Миша подал Гаврику развернутую книгу, на титульном листе которой было написано: «Ольшанская школа, 5-й класс. К. Нечепуренко».
— Здόрово, — сказал Гаврик.
— Не особенно здόрово. Завтра она мне экзамен устроит!
Никита поскреб в затылке и рассказал, что Катька Нечепуренко староста класса и будет пробирать его за то, что не явился в школу. Виноваты в этом были домашние обстоятельства: Никита на ферме подменял мать, а мать ушла в село собрать в дорогу сестру Верку, уезжавшую сегодня в город, на курсы бригадиров.
— На первый раз как-нибудь отговорюсь, а на другой — не сумею.
Миша спросил Гаврика:
— К деду сходить не надо?
— Нет. Он и меня прогнал. В хате двое ругаются, а он не хочет, чтобы слушали.
— Никита нахмурился.
— Во флигеле, хлопцы, нет интересного… Там Федька Гнатенко, сестры Верки муж, ругается с дедом Федосеем. Федька не хочет отпускать сестру на курсы… Только этому, хлопцы, не быть. Зав говорит Федьке, что он «несознательный, отстала людина». Жалко, хлопцы, что зава нету. Глядите, — Никита сердито указал в сторону флигеля, где у крыльца стояла привязанная лошадь, — с утра конь горькую думу думает, а Федьке не до него. Пошли, хлопцы, чтось покажу.
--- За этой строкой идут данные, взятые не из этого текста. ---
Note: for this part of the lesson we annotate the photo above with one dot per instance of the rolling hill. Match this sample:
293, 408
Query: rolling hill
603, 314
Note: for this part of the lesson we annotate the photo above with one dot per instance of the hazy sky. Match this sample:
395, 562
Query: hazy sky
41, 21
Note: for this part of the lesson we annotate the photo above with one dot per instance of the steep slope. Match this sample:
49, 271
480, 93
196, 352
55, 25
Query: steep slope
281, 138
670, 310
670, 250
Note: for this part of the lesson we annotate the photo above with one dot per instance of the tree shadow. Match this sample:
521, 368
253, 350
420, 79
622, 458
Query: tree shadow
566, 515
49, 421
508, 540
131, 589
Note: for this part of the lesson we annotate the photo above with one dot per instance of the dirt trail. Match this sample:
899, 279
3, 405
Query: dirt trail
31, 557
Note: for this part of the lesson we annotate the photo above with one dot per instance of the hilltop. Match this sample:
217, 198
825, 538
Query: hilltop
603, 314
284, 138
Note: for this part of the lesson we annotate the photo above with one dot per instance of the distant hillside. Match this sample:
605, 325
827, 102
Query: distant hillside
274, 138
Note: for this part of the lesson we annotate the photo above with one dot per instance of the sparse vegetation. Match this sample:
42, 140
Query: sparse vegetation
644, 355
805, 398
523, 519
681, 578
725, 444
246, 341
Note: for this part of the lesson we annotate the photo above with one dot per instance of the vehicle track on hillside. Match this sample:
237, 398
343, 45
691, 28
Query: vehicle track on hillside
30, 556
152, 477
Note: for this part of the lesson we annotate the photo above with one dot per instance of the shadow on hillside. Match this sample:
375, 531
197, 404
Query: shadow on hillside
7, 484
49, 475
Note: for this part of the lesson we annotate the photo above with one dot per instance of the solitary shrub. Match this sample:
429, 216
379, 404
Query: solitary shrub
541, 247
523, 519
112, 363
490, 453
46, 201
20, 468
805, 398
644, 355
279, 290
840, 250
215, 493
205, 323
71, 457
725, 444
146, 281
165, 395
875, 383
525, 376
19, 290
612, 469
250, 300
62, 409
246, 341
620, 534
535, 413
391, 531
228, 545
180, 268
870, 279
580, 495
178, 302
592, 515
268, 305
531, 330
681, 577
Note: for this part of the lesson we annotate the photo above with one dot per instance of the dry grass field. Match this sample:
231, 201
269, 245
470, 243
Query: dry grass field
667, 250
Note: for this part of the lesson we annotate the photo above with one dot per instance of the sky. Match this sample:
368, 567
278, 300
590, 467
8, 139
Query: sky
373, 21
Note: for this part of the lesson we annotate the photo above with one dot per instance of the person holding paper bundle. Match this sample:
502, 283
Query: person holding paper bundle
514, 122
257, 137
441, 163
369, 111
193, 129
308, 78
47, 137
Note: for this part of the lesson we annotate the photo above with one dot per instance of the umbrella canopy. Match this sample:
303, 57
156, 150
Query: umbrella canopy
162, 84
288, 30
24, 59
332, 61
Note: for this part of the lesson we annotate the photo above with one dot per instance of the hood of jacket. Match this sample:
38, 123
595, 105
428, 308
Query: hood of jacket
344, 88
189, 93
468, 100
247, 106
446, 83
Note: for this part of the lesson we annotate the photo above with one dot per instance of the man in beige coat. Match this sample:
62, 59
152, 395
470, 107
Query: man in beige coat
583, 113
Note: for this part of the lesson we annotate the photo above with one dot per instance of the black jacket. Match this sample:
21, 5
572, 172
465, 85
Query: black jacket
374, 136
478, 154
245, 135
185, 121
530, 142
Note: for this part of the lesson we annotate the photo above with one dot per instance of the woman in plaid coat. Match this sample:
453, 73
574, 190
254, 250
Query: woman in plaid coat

Ребята поднялись на близлежащий округлый холм. Это было самое высокое место в окрестностях фермы. Никита привел сюда ребят не только потому, что отсюда открывался широченный целинный скат и что отсюда можно было видеть большой табун пасущихся маток с жеребятами, но и потому, что именно на этот холм часто взбирался сам заведующий фермой. Теперь его не было, а табунщик Федька Гнатенко, отсталый человек, не думающий даже о своем голодном коне, не мог заменить зава. Никита по праву считал себя ответственным за ферму.
Указав на лошадей, он повеселевшим голосом сказал:
— Все наши. Было б больше, да не забывайте, хлопцы, — тридцать коней на фронт снарядили…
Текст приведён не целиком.